Tammy awakens suddenly to the sound of a semi-truck passing by, she is a little shaken so she wakes up Bob, and they start on the road again. As time goes by Tammy and Bob become dazed by the trees and the scenery that they did not notice that they were running low on food and gas. Luckily they had just entered a small town in Louisiana where they can fill up and obtain some food. While Tammy is in the restroom, she overhears a conversation about a bank robbery and a stolen car and how they were never able to find who did it or where the car is. Tammy brushes if off and continues with her day on the road with Bob.

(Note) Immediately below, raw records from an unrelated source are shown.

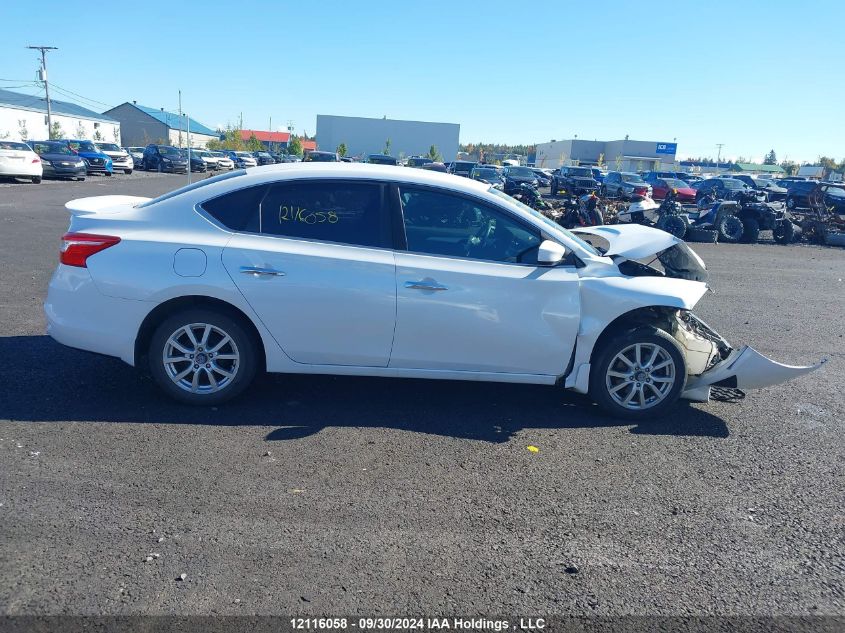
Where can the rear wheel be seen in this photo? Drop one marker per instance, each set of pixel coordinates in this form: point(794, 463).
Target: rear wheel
point(202, 357)
point(638, 374)
point(730, 229)
point(750, 231)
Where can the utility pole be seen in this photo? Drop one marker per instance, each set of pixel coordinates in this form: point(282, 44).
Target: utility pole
point(44, 50)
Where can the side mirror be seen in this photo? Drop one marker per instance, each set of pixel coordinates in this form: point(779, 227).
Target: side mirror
point(550, 253)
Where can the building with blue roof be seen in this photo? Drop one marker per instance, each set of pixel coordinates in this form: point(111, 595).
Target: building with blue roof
point(141, 125)
point(24, 117)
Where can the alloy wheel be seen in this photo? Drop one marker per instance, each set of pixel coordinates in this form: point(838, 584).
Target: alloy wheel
point(201, 358)
point(640, 376)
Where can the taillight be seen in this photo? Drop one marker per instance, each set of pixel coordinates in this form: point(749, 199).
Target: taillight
point(78, 247)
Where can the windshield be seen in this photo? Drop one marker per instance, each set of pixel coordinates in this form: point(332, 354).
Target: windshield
point(52, 148)
point(521, 172)
point(22, 147)
point(552, 227)
point(191, 187)
point(84, 146)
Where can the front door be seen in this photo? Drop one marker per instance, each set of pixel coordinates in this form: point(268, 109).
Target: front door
point(470, 296)
point(317, 267)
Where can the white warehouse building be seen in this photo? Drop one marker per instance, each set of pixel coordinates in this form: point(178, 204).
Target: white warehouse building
point(24, 117)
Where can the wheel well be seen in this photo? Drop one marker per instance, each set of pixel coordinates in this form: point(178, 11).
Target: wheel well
point(659, 316)
point(164, 310)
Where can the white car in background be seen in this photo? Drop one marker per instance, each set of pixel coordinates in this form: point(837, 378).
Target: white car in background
point(17, 160)
point(370, 270)
point(120, 158)
point(223, 161)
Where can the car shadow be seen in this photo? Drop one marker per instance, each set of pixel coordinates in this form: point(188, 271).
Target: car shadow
point(44, 381)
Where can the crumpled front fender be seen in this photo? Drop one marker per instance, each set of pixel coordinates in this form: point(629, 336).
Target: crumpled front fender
point(745, 368)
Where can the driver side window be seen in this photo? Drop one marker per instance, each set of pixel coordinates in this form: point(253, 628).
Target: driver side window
point(445, 224)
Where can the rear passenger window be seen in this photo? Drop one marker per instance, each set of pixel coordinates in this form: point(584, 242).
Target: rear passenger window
point(238, 210)
point(332, 211)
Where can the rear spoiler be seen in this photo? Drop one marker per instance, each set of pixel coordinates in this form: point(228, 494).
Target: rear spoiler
point(105, 205)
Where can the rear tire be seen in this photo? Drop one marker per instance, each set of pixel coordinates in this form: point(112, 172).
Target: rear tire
point(730, 229)
point(750, 231)
point(202, 357)
point(639, 374)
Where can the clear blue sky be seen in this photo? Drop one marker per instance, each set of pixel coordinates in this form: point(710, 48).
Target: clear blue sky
point(751, 75)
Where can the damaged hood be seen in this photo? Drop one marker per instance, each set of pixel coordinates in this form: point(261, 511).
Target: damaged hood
point(631, 241)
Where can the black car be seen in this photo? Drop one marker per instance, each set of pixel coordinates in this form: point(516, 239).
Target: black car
point(515, 176)
point(721, 188)
point(58, 160)
point(802, 193)
point(197, 163)
point(488, 175)
point(164, 158)
point(462, 168)
point(381, 159)
point(574, 180)
point(773, 192)
point(264, 158)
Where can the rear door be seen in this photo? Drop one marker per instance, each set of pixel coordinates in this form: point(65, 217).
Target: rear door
point(315, 263)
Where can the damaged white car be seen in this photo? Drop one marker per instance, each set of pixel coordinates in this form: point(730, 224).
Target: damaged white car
point(378, 271)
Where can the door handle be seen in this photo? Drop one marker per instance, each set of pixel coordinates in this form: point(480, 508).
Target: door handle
point(261, 272)
point(424, 285)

More time flies by and Tammy mentions something about her back hurting from sleeping in the car so Bob offers for them to stay in a hotel for the night. When Bob awakens he notices that Tammy is gone and there is a note left by the door. “Bob I will be back, I have to obtain some female things from the drug store. Love you, Tammy. ” Bob is ready to hit the road and waits for Tammy to return. Tammy returns with some food for the road. As they hit the road Bob seems a little cautious and Tammy notices that he is thinking about something, but she cannot put her finger on it.

Tammy begins to wonder what happened to him in prison. What has him so uptight that he is on guard? Tammy eventually gives up and falls asleep. Bob wakes up Tammy as they are entering the county lines of Mississippi and Bob offers to get some breakfast and an opportunity to stretch from sitting in the car so long. As they pull up and get out of the car Tammy walks around the car and again notices the license plate number 448 UZO. They get done eating and the set off for the road again, they stop at a river to cool off since Mississippi has a high humidity level they decide to stop and look at the scenery.

After they have spent enough time cooling off Bob and Tammy hit the road again for the millionth time. As Bob and Tammy pass the miles by Tammy begins to doze off, she eventually passes out and awakens just as they enter a small town 50 miles from the county lines of Alabama. Bob and Tammy decide to stop at a rest area for the night and obtain some more sleep. When Tammy awakens she discovers that Bob has stopped to obtain food and gas. Tammy finds out that they are halfway through Alabama, and she slept 10 hours. Bob returns to the car, Tammy eats, and they are on the road again close to their destination.

Tammy obtains excitement when she sees the sign for Florida, but what she does not know is that everything is about to turn upside down when they pull up into a Dairy Queen in Miami Florida. The Initial Traffic Stop The whole trip, the speed limit was 70 miles per hour. Bob is used to the speed and forgot the speed limit decreases to 35 miles per hour. When Bob and Tammy entered Miami city limits Tammy noticed a patrol car behind them. The patrol car followed them for about a minute before she saw the red and blue lights come on. Bob noticed the patrol car also and pulled into a Dairy Queen parking lot. Bob’s behavior changed in an instant.

Bob starts to sweat, and he is gripping the steering wheel. The police officer walks up to the driver side window and asks Bob for his proof of insurance, drivers license, and registration. Bob gives the officer everything the officer asked for. Tammy thinks this is just going to be a routine traffic stop. The officer walks back to his vehicle and runs everything through the computer. The officer seems to taking longer than usual and the more time the officer takes Bob seems to be uneasy. Tammy looks behind the patrol car, and sees another patrol car pulling into the parking lot and wonders why another law enforcement officer is assisting.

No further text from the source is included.